During the 2013-14 school year, Caldwell teaches six classes, totaling 117 students, for a three-year computer maintenance program, plus an additional class of 30 students in his two-year IB ITGS course.
Computer maintenance students have always pursued certifications, but last year IB students began pursuing certifications as well. Students last year earned a total of 20 A+, 12 Network+ and eight Security+ credentials, in addition to passing hundreds of SHL Talent Assessment, Certiport IC3 and MTA exams.
Exam costs, even with discounted exam vouchers that CompTIA provides to academy partners, can be prohibitive for high school students. So the computer club, the Fraternity of Geeks (FOG, for short), helps students raise money for exam costs, tracking the amount each earns towards their next test. A private $7,500 donation three years ago is encouraging more students to take exams.
Computer class periods are short – most 45 minutes, the longest 90 minutes – so twice a week, a dozen or more students meet Caldwell for an after-school study group, dubbed “the quest,” to prepare for certification exams and computer skill competitions with SkillUSA and Business Professionals of America (BPA). “The quest has been like a family,” said Hernandez, who is preparing for his MCSA Windows 8 exam and helping less experienced students in the quest. “We all work together.”
“[The students’] ultimate goal is to help one another get certified – through fundraising, and tutoring or just providing support to one another,” said Thomas. “The culture is one I’ve very seldom seen in 23 years in CTE programs.”
Even in summer, students meet with Caldwell once or twice a week to review certification prep materials or work on computers at the school. However, Caldwell said the real secret to his program’s success is working with the parents through regular group meetings, a monthly newsletter highlighting student certification achievements, and personal calls to parents that outline their student’s successes and next steps toward continued certification testing. In addition, students hold a monthly “Train the Parent” day in which parents can bring their computer questions and problems to the students for advice or repair.

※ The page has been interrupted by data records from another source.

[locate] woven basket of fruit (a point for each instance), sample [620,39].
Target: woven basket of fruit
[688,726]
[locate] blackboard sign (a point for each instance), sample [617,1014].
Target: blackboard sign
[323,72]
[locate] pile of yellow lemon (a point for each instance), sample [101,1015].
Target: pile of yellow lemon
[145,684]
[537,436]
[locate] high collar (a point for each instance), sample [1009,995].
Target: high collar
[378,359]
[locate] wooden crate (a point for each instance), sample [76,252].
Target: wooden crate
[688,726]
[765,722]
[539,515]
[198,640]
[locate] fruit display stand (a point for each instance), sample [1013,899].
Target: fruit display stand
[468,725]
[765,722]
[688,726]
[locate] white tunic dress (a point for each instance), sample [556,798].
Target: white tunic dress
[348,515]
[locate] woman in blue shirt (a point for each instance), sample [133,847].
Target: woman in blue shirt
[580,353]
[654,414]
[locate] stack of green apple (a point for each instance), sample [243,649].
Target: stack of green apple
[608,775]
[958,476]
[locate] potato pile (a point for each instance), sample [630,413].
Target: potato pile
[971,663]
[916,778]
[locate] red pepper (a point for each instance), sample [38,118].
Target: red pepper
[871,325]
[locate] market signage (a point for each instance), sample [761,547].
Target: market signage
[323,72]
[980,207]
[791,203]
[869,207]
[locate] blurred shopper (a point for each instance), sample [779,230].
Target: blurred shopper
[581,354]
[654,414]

In turn, the parents motivate their students, help fundraise for exam costs, and seek out sponsors and donations. “It’s all about parent contact,” Caldwell said. “You get the parents involved, and they’ll move mountains.”
Real World Experience
El Dorado students learn from local businesses as well. Many students volunteer in a Saturday community service program Caldwell created with Ruben Lopez, president of Computer Labs, an El Paso IT consulting, training and testing company. Under adult direction, students tear apart, rebuild and reconfigure computers for use at local shelters and non-profit organizations. “We got a lot of hands-on IT experience,” said Rey, who has made homemade Ethernet cables, installed memory, anti-virus software and operating systems, and tested network interface cards when volunteering. “You can have a hundred certifications, but if you didn’t know how to apply it in a real-world, hands-on setting, you are useless.”

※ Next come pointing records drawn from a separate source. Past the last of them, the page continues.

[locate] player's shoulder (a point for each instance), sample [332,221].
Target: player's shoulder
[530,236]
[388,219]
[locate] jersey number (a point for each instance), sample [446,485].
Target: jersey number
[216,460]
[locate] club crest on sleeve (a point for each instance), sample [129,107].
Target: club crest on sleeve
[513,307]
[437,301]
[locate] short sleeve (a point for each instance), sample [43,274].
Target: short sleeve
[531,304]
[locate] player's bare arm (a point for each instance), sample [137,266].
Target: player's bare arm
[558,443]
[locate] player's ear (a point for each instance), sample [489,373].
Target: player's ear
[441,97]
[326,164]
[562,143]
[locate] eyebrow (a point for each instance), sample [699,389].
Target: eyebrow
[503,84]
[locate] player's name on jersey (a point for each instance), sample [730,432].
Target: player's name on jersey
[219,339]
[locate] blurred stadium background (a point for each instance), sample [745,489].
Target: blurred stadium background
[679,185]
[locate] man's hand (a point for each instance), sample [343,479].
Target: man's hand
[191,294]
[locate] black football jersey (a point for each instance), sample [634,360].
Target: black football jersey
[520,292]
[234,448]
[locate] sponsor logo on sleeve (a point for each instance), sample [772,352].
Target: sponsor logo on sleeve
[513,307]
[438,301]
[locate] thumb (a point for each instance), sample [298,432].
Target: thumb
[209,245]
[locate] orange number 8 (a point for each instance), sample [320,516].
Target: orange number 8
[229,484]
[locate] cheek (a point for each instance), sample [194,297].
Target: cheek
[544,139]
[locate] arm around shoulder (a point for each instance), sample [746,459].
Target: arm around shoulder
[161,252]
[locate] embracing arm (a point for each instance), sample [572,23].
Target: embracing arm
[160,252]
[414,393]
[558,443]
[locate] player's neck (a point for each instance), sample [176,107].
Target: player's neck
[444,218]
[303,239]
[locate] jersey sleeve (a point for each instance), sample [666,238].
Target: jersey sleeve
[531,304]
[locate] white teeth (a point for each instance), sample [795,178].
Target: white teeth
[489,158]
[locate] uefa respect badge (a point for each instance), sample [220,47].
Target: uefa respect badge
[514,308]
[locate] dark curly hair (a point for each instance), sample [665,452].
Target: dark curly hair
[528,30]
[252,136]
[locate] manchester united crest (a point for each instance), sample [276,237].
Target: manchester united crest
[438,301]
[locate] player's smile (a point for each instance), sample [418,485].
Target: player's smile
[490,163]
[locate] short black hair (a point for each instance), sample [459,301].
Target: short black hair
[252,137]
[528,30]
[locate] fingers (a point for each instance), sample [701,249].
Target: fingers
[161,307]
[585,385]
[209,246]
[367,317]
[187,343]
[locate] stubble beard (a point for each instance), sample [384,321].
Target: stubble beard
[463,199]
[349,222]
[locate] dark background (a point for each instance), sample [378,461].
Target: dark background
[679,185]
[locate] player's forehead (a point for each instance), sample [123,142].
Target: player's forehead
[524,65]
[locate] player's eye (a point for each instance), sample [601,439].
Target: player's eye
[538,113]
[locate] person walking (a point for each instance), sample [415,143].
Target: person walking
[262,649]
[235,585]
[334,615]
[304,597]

To prepare for BPA skill competitions, students present their proposed network designs to the Network+ and Security+ classes at Excel Learning Center in El Paso for demonstration practice and feedback. “They’re very professional,” said Oscar Lopez, an Excel instructor and an advisory board member for the program.
For his part, Ruben Lopez is delighted. “It’s refreshing to see kids motivated and taking control of their career at such an early age.”